In retrospect this seems somewhat obvious. Not sure why we didn't do this a long time ago.

Event Timeline

chandlerc created this revision.Aug 20 2017, 9:46 PM
craig.topper edited edge metadata.Aug 20 2017, 10:50 PM

This seems reasonable to me. @zvi and @RKSimon, what do you think?

echristo accepted this revision.Aug 21 2017, 12:18 AM

Seems reasonable to add a comment as to what microarch features we're attempting to target as modern here.

Definitely starting to hit the point where we should verify for amd processors though - I'm not sure how any of the new zen based fare here.

-eric

This revision is now accepted and ready to land.Aug 21 2017, 12:18 AM

Seems reasonable to add a comment as to what microarch features we're attempting to target as modern here.

Definitely starting to hit the point where we should verify for amd processors though - I'm not sure how any of the new zen based fare here.

Yeah, I actually looked and this is as good as LLVM's existing information allows.

For example, btver2 up through znver1 have SlowSHLD, and so not including FastSHLDRotate is probably good here to produce "least bad" x86 across architectures.

Other than that though, I couldn't find any FastFoo or SlowFoo features in LLVM's AMD processor feature sets that would make sense here and aren't already covered.
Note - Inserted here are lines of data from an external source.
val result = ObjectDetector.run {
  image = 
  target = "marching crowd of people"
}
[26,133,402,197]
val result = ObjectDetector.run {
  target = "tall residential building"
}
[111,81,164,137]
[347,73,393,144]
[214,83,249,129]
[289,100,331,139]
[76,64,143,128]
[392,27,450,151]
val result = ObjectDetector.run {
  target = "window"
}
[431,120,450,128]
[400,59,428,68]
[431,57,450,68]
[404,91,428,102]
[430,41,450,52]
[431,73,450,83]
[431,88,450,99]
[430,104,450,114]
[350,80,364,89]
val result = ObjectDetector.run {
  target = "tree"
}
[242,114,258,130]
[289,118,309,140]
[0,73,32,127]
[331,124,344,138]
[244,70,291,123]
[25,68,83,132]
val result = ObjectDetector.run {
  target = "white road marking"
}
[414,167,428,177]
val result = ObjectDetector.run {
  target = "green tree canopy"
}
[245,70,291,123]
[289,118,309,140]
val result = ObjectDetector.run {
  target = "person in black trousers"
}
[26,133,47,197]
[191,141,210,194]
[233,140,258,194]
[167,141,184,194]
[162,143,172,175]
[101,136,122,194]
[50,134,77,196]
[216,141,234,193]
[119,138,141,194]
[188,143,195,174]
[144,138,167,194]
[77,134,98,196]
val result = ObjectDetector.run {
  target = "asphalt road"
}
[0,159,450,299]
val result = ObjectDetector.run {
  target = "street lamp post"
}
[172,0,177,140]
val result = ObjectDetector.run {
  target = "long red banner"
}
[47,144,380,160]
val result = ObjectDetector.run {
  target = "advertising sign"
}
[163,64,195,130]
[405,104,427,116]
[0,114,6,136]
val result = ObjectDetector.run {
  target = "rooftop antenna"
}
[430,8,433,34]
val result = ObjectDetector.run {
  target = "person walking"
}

Really just SlowBTMem on Barcelona and fam10, and that's been long covered.

This seems really uncontroversial as it essentially just avoids some patterns. Going ahead and landing for now. Happy to revisit or enhance this as desired by others of course.

Thanks for the reviews so far (and glad you mentioned AMD processors Eric!)

This revision was automatically updated to reflect the committed changes.